Auch wir stehen in der Verantwortung

Das ist auch unsere Schuld. Wir tragen dieses System mit, indem wir “The Last of Us 2” millionenfach kaufen und in Kritiken feiern, es als Meilenstein und Meisterwerk bejubeln. Ich schließe mich da nicht aus – und damit bin ich Teil des Problems.

Denn wie es eigentlich sein müsste: Wir sollten kritisieren, nicht nur die tolle Story und schöne Grafik beklatschen, sondern den Finger in die Wunde legen, uns klar machen, was dafür geleistet worden ist.
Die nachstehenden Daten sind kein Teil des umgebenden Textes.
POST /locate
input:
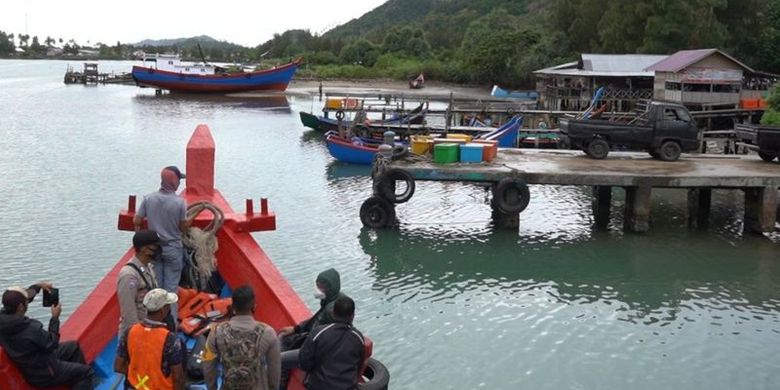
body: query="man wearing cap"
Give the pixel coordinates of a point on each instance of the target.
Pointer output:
(137, 278)
(149, 355)
(39, 355)
(166, 213)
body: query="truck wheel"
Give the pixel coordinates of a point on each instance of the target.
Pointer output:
(669, 151)
(598, 149)
(767, 156)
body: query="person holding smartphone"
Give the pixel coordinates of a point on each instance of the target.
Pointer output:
(38, 353)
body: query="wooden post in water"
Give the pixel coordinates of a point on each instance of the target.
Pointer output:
(760, 209)
(637, 214)
(699, 202)
(602, 202)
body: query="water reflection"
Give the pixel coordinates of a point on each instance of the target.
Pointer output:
(640, 278)
(208, 102)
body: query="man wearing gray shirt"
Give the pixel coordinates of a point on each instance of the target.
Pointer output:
(166, 213)
(136, 278)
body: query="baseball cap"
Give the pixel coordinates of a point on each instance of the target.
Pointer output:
(156, 299)
(176, 170)
(143, 238)
(15, 295)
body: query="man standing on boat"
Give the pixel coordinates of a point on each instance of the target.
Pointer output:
(333, 354)
(150, 355)
(328, 289)
(136, 278)
(247, 349)
(166, 213)
(39, 355)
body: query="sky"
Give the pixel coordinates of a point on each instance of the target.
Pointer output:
(247, 23)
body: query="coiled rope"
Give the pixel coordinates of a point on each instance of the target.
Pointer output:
(203, 242)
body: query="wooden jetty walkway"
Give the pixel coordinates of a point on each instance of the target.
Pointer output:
(637, 173)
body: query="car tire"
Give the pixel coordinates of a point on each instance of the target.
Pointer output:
(669, 151)
(598, 149)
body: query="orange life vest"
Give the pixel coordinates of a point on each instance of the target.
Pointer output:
(145, 349)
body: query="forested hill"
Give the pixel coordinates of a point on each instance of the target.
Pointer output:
(504, 41)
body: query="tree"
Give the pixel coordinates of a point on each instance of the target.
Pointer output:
(493, 46)
(360, 52)
(7, 46)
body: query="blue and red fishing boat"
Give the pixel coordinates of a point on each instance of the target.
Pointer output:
(240, 260)
(181, 80)
(362, 151)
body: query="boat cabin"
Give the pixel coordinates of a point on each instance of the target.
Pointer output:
(172, 63)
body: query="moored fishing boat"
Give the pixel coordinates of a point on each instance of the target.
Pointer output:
(325, 124)
(358, 150)
(240, 260)
(177, 80)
Wir sollten milde bleiben, wenn sich ein Game schon wieder verspätet, weil es nicht fertig geworden ist. Stattdessen schreiben Userinnen und User wütende Kommentare auf Youtube und beschimpfen und bedrohen die Teams. Nicht alle natürlich. Aber einige. Die Gaming-Community gilt nicht umsonst als toxisch. Schluss damit. Geben wir keine Rechtfertigungen mehr für den Crunch.

Über den Autor

Mit "Doom" fing es an; seitdem haben digitale Spiele Thomas Ruscher nicht mehr losgelassen. Wenn er nicht gerade selbst spielt, schreibt und spricht er über Battle Royale, Open Worlds, eSport, Roguelikes und alles, was sonst noch mit Games zu tun hat.

2 Kommentare

  1. Hm, irgendwie habe ich Schwierigkeiten mir vorzustellen das die Erwartungshaltung der Community wirklich maßgeblich zum Druck beiträgt.
    Plausibel erscheint die Leidenschaft der Spiele-Entwickler.
    Und mehr noch der Druck durch das Management, welche einem dann genau vorrechnen wieviel Millionen ein Verzug kostet. Als Folge evtl. noch der Verlust des Arbeitsplatzes, ein zukünftiges attraktives Projekt, eigentlich alles was das Team so “motivieren” könnte. Ferner schafft es ein cleveres Management die zeitlichen Pläne so hinzubiegen, dass sich das Team früh selbst dazu committed. Um so effizienter wird der Verweis der Chefs, das man ja selbst die Zeitpläne mit ausgestaltet hat. An einem Verzug ist man dann ja selbst Schuld und kein schlechtes Projekt-Mgmt. oder schlicht eigetretene Risiken. Somit möchte man einen Verzug auch wieder ausbügeln.
    Last but not least möchte der einzelne das Team nicht hängenlassen. Man glaubt gar nicht wie unglaublich motivierend der Einsatz für eine Gruppe sein kann, zu der man sich zugehörig fühlt.
    Mein Fazit: Der Druck der Community hat wahrscheinlich den geringsten Anteil.

    • Thomas Ruscher am

      Ich denke, da kommt sehr viel zusammen: Angst um den Job, Leidenschaft, Teamgeist, man will die Kolleginnen und Kollegen nicht hängen lassen, irgendwie ist es ja auch cool, mit seinem Team die Nacht durchzuarbeiten. Sowas haben viele von uns ja auch schonmal miterlebt. Aber ich denke, auch wir als Kundinnen und Kunden sollten unsere Aufmerksamkeit auf dieses Thema lenken. Wir sind sicher nicht der größte Einflussfaktor in Sachen “Crunch” – es sei denn, wir würden zu uns breit angelegten Boykotten durchringen, aber das wird nicht passieren. Der Druck aus Teilen der Community mit all ihren hässlichen Ausprägungen, ist ein weiterer Tropfen, der das Fass zum überlaufen bringen kann.